Isaiah’s sign – The Annunciation of the Lord

The Lord himself, therefore, will give you a sign.  What is this sign?  Traditionally we have interpreted the sign as the miracle of the virgin birth.  But that may not be the sign.  And today’s text underlines this because today’s text doesn’t say anything about a virgin giving birth to a child.  Isaiah simply says the maiden is with child.  This may not sound so surprising, and in fact much of a sign.  But it does underline two things.

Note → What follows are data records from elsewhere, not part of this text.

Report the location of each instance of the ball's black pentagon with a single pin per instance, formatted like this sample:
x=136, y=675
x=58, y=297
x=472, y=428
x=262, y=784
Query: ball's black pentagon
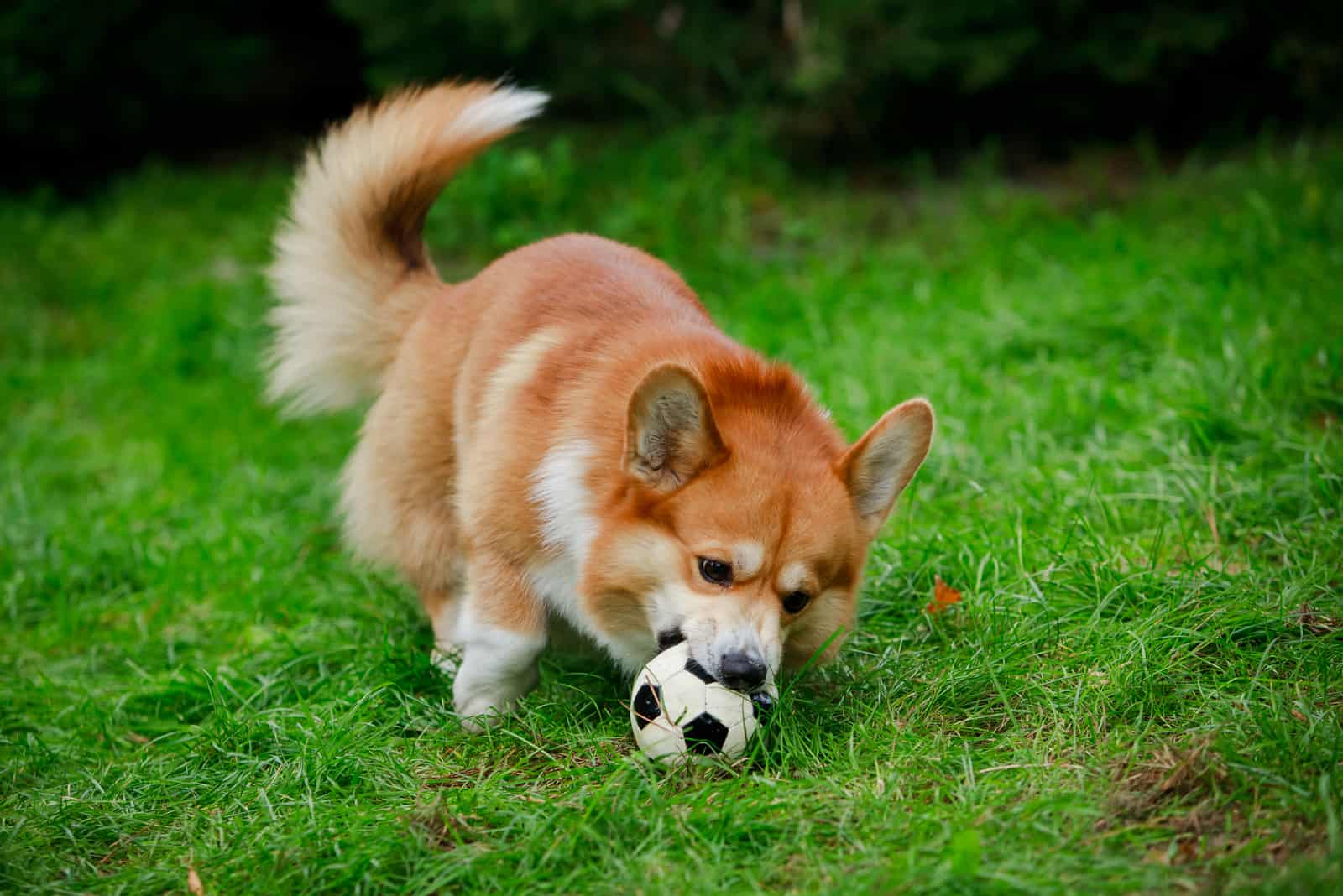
x=698, y=671
x=648, y=705
x=704, y=734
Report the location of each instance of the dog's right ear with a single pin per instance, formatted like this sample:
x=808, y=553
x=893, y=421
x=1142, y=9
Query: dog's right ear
x=671, y=435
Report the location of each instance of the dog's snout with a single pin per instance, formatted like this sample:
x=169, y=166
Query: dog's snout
x=742, y=671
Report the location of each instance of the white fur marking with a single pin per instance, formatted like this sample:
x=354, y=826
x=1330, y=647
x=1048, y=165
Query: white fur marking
x=496, y=113
x=563, y=501
x=747, y=558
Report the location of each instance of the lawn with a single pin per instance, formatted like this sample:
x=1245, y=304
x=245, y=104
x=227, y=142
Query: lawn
x=1135, y=484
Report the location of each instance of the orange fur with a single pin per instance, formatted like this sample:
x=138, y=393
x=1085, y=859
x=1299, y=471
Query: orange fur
x=562, y=438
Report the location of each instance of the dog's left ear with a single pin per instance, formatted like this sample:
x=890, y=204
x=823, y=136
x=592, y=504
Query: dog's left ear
x=880, y=464
x=672, y=435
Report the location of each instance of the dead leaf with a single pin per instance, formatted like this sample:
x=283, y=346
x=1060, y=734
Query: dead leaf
x=943, y=596
x=1316, y=623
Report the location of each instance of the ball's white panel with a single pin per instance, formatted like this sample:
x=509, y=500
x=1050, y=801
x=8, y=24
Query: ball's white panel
x=661, y=742
x=727, y=706
x=682, y=695
x=736, y=742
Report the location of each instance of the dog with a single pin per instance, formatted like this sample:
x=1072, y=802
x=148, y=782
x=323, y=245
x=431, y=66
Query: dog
x=564, y=440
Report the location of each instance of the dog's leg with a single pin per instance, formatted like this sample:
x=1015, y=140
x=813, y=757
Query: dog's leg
x=443, y=605
x=501, y=632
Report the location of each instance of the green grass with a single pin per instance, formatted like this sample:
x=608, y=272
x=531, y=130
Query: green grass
x=1137, y=484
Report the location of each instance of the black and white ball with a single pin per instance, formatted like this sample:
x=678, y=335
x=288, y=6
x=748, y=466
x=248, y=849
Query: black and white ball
x=678, y=710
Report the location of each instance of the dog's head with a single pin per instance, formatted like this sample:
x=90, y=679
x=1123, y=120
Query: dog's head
x=745, y=519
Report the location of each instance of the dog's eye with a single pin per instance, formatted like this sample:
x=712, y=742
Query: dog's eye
x=715, y=571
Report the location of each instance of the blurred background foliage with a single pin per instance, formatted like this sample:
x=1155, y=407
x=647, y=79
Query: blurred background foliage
x=91, y=86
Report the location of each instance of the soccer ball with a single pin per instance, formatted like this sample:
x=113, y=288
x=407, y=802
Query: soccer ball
x=677, y=710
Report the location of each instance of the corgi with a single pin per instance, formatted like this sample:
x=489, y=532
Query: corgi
x=566, y=440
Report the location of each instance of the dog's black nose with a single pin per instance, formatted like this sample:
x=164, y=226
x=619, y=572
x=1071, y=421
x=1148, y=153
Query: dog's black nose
x=742, y=671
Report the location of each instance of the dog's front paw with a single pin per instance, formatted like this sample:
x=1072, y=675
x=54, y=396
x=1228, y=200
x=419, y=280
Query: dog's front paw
x=481, y=712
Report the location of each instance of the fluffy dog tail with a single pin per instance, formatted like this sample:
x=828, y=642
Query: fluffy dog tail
x=351, y=268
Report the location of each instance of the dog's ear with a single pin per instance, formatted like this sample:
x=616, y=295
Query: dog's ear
x=671, y=432
x=880, y=464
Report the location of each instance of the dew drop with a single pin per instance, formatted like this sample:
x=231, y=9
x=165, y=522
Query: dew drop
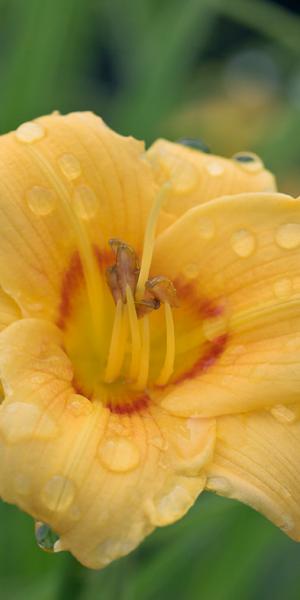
x=206, y=228
x=195, y=144
x=283, y=414
x=79, y=405
x=282, y=288
x=219, y=484
x=159, y=442
x=40, y=200
x=70, y=166
x=21, y=484
x=119, y=454
x=243, y=243
x=214, y=327
x=20, y=421
x=45, y=537
x=214, y=167
x=170, y=507
x=249, y=161
x=85, y=202
x=30, y=132
x=288, y=236
x=191, y=270
x=58, y=493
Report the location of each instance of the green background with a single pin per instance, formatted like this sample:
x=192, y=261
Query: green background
x=224, y=70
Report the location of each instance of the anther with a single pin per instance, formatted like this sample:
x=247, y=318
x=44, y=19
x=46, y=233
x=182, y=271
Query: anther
x=125, y=272
x=163, y=290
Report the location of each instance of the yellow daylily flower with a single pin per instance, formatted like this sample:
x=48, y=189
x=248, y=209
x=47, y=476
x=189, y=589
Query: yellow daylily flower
x=150, y=334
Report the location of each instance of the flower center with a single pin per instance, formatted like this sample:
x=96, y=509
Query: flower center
x=118, y=324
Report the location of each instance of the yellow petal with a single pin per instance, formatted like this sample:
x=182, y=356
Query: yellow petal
x=257, y=462
x=197, y=177
x=101, y=480
x=248, y=270
x=49, y=165
x=9, y=311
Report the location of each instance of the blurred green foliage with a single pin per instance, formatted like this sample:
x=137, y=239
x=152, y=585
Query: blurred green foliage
x=226, y=70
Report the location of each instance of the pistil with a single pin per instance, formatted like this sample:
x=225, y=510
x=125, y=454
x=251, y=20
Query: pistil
x=137, y=296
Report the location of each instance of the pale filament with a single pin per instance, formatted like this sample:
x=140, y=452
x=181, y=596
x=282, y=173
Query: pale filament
x=92, y=276
x=145, y=355
x=149, y=240
x=168, y=366
x=138, y=371
x=135, y=336
x=117, y=344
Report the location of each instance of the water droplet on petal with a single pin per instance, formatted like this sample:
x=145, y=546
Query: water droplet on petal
x=30, y=132
x=191, y=270
x=195, y=144
x=170, y=507
x=40, y=200
x=193, y=440
x=243, y=243
x=20, y=421
x=79, y=405
x=249, y=161
x=159, y=442
x=283, y=414
x=85, y=202
x=214, y=327
x=282, y=288
x=45, y=537
x=119, y=454
x=206, y=228
x=21, y=484
x=219, y=484
x=70, y=166
x=214, y=167
x=288, y=236
x=58, y=493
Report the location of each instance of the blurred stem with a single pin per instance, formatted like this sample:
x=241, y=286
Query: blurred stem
x=72, y=580
x=269, y=19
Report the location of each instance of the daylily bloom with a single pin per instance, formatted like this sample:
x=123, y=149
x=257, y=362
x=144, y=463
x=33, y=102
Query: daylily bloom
x=150, y=343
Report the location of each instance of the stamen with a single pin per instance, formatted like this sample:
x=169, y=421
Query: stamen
x=117, y=344
x=91, y=273
x=135, y=336
x=168, y=366
x=145, y=355
x=163, y=290
x=149, y=241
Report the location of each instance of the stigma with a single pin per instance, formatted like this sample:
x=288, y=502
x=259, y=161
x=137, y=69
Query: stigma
x=136, y=295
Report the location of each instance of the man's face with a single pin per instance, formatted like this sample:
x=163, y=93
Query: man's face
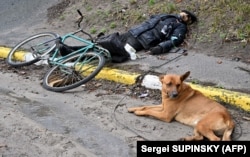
x=185, y=17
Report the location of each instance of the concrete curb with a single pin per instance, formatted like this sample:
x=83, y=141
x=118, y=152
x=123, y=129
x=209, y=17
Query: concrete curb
x=237, y=99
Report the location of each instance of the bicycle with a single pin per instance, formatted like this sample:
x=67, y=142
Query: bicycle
x=71, y=66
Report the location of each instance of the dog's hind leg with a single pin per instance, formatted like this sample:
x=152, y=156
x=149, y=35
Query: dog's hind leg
x=204, y=129
x=228, y=132
x=196, y=137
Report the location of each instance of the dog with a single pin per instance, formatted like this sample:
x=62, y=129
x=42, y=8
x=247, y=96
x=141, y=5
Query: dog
x=210, y=120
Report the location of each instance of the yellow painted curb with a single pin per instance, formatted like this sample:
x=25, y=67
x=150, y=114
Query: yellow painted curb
x=237, y=99
x=4, y=51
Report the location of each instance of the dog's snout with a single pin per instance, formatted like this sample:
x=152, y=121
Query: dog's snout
x=173, y=94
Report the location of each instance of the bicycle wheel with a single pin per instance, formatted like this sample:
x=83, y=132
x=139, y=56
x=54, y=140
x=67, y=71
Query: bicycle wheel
x=73, y=71
x=32, y=49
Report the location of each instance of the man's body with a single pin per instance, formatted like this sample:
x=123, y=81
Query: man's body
x=160, y=33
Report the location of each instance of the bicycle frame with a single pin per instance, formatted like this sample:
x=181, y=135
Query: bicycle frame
x=56, y=59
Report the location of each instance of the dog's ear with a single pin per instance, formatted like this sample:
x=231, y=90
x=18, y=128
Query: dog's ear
x=184, y=76
x=161, y=77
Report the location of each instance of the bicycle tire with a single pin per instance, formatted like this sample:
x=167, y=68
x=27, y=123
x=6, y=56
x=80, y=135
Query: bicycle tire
x=62, y=77
x=27, y=48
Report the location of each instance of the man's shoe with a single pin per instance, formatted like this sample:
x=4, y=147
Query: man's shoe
x=156, y=50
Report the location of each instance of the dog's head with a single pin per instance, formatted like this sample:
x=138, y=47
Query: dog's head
x=172, y=84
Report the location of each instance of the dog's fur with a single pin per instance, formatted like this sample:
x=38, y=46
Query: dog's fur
x=188, y=106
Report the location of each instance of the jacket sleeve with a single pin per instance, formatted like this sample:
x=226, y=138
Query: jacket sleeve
x=176, y=37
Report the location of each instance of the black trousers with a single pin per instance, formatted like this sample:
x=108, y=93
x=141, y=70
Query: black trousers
x=128, y=38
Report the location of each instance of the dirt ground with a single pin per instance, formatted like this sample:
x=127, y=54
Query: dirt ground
x=21, y=135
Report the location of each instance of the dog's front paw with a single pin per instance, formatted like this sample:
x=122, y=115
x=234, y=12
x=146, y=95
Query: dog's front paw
x=131, y=110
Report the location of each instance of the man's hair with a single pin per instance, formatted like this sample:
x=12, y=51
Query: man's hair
x=191, y=15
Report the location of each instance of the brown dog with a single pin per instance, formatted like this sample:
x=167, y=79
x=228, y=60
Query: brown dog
x=188, y=106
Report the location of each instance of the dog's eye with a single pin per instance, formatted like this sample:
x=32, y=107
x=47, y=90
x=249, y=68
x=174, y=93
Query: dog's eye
x=169, y=84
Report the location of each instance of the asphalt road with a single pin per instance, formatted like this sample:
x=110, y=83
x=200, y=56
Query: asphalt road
x=82, y=117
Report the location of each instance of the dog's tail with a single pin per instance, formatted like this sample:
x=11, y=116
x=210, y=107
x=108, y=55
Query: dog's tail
x=237, y=132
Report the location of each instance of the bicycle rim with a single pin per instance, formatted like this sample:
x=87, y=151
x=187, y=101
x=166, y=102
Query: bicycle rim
x=32, y=49
x=73, y=72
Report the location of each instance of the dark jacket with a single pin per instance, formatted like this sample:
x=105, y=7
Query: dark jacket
x=149, y=32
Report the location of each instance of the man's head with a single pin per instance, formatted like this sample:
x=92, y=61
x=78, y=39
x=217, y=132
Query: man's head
x=187, y=17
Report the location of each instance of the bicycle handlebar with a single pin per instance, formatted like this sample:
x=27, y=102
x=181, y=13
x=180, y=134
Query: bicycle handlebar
x=80, y=19
x=79, y=24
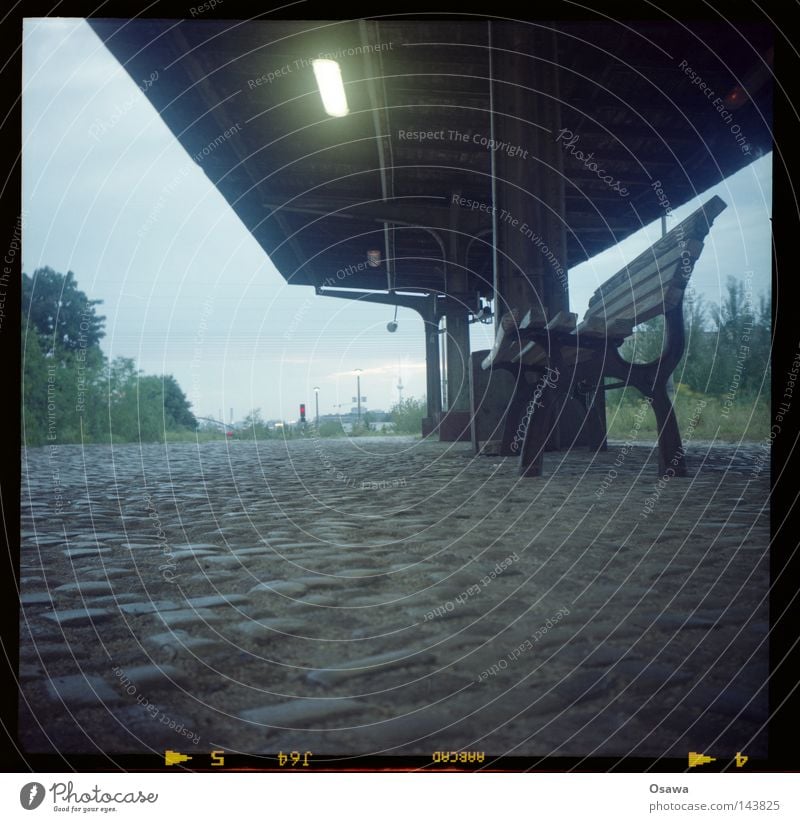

One is the very concrete reminder that any pregnancy is always a gift.  Each child, be they wanted or not, handicapped or not, conceived in love or not, making it to birth and childhood or not, is always a unique, irreplaceable and priceless person who, living on earth or in heaven, will be just as beautiful and noble and important in God’s plan as each one of us – for the rest of eternity.  Those who died young are in reality very powerful intercessors for us, more powerful even than the greats like St Therese of the Child Jesus and St Padre Pio, because while sharing with them the stain of original sin, unlike them they lived an otherwise immaculate life.  So let us turn often to the Holy Innocents, especially those close to us, because they are close, already now contemplating our every move, and interceding for our every trouble.

The other thing that it underlines is that maybe it is not the fact that the maiden, and so also Mary, is pregnant, even if it be miraculously so, which is the sign.  The true sign is the person himself – the baby Jesus.  That Isaiah’s maiden has a child whose identity is God with us is truly a living, walking and talking sign of the intervention of God in human affairs, of his interest in us, and in his preoccupation with our good.  This is obviously only amplified in the case of the Blessed Virgin and her son, also called Emmanuel, as well as Jesus, which means much the same thing: God saves.  Jesus is this sign of God’s closeness: he is so close to humanity that he is human, fully human, while remaining fully God: God is so close to us in Jesus that in him humanity and God are united in the same person.  This is why Jesus brings us close to God: not because he was a wise philosopher, or spiritual master.  But because he is God, and is humanity, and in him God and man is in peaceful and total communion.

It is also why the Virgin Mary is the most powerful saintly intercessor for us: for she too was in perfect communion with God, a Trinity-like communion with the Holy Spirit that bore fruit in the incarnation of her Saviour, and ours, and that of the whole cosmos.

So, brothers and sisters, let us turn afresh to Jesus in our lives.  Let us turn to him first in the morning, and last at night.  Let us make our time of communion with him, our time of daily prayer, the non-negotiable axle around which every single other event in our day turns.  And let us re-choose to do so with Immaculate Mary, Regina Coeli, who loves us, who is perfectly gentle with us, and is better equipped than any other spiritual guide or guidebook to lead us deeper into the Divine, because the Divine is her son.  It was her kind of flesh that was nailed to the cross, and her blood type that will fill our chalice tonight.  Sweet and perfect queen, pray for us.  Regina coeli…Ora pro nobis Deum, Alleluia.